Consider a set $\mathcal{G}$ of graphs and a collection of observables $\{X_i\},~~i=1,2,\ldots,r$ for which we have measured expected values $\langle X_i\rangle$. It will often turn out that we only have a single measurement of these values. (Here we'll assume that the graphs in $\mathcal{G}$ are simple graphs, but the same approach works for many other possibilities.) Given a specific graph $G\in\mathcal{G}$ we want $P(G)$ the probability of finding that graph to be commensurate with the expected values of each of the graph observables $\{X_i\}$. Just like for statistical mechanics, this is an under-determined problem: the number of degrees of freedom for the definition of $P(G)$ is much smaller than the number of constraints from the observables. However, as we know from statistical mechanics, the best approach is to pick the solution that maximises the Gibbs entropy
$$
S= -\sum_{G\in\mathcal{G}}P(G)\ln P(G),
$$
subject to the constraints
$$
\sum_G P(G)X_i(G) = \langle X_i\rangle
$$
and the normalization condition
$$
\sum_G P(G) =1.
$$
To do this, we introduce the Lagrange multipliers $\alpha$ and $\theta_i$ and solve
$$
\frac{\partial}{\partial P(G)}\left[S + \alpha \left(1-\sum_G P(G)\right) + \sum_i \theta_i \left(\langle X_i \rangle - \sum_G P(G)X_i(G)\right) \right] = 0
$$
for all graphs $G$.
This gives
$$
\ln P(G) +1 +\alpha +\sum_i\theta_iX_i(G) = 0.
$$
We can rearrange this to get
$$
P(G) = \frac{\exp(-H(G))}{Z},
$$
where $H(G) = \sum_i\theta_iX_i(G)$ is known as the graph Hamiltonian and $Z = \exp(\alpha+1)$ is the partition function. The requirement that $Z$ be a normalising factor requires that $\exp(\alpha+1) = \exp(-H(G))$.
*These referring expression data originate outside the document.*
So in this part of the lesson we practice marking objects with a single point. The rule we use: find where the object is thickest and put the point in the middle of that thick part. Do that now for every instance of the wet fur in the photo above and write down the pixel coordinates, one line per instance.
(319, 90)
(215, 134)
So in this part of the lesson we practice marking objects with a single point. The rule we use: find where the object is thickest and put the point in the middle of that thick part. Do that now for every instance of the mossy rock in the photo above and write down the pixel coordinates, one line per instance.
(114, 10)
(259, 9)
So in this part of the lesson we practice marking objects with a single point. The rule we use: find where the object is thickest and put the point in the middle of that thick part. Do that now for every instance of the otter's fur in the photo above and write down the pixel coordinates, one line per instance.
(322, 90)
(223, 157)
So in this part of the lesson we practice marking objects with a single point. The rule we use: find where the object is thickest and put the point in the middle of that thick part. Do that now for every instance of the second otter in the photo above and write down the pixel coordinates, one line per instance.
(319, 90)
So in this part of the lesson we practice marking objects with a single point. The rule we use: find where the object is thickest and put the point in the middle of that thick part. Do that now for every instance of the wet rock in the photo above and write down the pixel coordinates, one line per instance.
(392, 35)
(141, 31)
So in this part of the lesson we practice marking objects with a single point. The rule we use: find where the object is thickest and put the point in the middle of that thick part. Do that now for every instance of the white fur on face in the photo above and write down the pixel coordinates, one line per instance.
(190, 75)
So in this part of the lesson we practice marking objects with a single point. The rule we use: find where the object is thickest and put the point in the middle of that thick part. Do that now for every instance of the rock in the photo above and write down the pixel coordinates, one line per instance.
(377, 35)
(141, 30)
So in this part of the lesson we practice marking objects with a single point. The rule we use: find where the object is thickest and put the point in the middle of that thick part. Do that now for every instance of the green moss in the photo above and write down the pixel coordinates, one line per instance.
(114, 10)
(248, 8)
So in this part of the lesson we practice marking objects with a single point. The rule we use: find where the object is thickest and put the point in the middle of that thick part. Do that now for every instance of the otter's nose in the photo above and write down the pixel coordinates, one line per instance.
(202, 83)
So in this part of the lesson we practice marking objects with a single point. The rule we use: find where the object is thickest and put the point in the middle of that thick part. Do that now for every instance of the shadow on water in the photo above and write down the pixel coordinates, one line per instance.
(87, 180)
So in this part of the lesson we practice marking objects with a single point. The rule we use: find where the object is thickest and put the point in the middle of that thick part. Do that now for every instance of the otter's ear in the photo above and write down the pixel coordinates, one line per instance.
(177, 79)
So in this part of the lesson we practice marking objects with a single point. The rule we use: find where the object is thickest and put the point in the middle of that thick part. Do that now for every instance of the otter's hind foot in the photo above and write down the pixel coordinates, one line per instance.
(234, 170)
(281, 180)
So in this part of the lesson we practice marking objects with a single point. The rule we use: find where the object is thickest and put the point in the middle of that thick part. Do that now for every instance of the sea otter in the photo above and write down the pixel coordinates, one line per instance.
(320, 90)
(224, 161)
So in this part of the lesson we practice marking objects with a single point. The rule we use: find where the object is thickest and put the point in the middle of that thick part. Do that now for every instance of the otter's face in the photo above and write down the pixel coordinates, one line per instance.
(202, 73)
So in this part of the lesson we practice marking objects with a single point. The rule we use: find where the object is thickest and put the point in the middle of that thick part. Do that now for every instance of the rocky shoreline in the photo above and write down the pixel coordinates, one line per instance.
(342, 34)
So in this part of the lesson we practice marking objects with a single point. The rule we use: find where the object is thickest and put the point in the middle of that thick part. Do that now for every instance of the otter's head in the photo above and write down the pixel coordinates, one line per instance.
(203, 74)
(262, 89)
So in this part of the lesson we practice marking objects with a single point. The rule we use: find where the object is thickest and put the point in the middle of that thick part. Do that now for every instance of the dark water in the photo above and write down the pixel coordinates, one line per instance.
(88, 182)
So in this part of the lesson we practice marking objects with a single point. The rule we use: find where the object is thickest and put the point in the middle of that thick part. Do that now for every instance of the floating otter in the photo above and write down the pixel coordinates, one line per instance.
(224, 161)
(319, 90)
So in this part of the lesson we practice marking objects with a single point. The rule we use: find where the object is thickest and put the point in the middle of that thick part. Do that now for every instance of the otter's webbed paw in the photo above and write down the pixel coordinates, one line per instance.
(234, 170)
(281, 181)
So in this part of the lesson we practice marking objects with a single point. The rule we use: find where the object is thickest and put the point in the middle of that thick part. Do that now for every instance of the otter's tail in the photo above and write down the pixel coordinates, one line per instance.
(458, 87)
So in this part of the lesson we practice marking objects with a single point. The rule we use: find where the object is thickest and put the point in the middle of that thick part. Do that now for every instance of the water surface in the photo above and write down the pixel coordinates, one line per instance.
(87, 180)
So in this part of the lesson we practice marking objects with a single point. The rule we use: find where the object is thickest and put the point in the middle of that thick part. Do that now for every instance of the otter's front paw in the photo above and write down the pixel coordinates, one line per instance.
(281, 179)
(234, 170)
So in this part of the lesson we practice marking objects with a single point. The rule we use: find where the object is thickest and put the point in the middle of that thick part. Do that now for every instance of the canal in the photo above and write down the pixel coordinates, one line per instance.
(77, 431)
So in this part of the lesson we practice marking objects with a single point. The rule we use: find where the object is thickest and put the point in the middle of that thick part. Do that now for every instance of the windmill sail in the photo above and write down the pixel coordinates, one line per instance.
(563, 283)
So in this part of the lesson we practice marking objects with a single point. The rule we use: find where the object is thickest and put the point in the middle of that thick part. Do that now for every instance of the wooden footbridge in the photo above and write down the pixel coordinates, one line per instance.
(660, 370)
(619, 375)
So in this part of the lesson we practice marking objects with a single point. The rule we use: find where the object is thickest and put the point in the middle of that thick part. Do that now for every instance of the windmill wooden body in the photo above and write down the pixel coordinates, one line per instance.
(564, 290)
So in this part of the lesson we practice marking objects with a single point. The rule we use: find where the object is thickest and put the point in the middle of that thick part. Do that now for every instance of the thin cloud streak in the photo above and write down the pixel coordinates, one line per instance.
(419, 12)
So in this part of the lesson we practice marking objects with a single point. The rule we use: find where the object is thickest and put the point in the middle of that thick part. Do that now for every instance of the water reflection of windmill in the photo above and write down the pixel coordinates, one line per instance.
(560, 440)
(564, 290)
\subsection{Recommended reading}
There are several good books on complex networks, including \emph{Lectures on Complex Networks} by S.N. Dorogovtsev and \emph{The Structure of Complex Networks} by E. Estrada, but some of the best content is in the form of journal survey articles. My picks are the two by M.E.J. Newman: \emph{The Structure and Function of Complex Networks} and, joint with J. Park \emph{Statistical Mechanics of Networks}. I used both of these extensively in writing this section. Also good is \emph{Statistical Mechanics of Complex Networks} by R. Albert and A.-L. Barabasi. For a good survey of generative models for power law distributions, see the survey article by Mitzenmacher.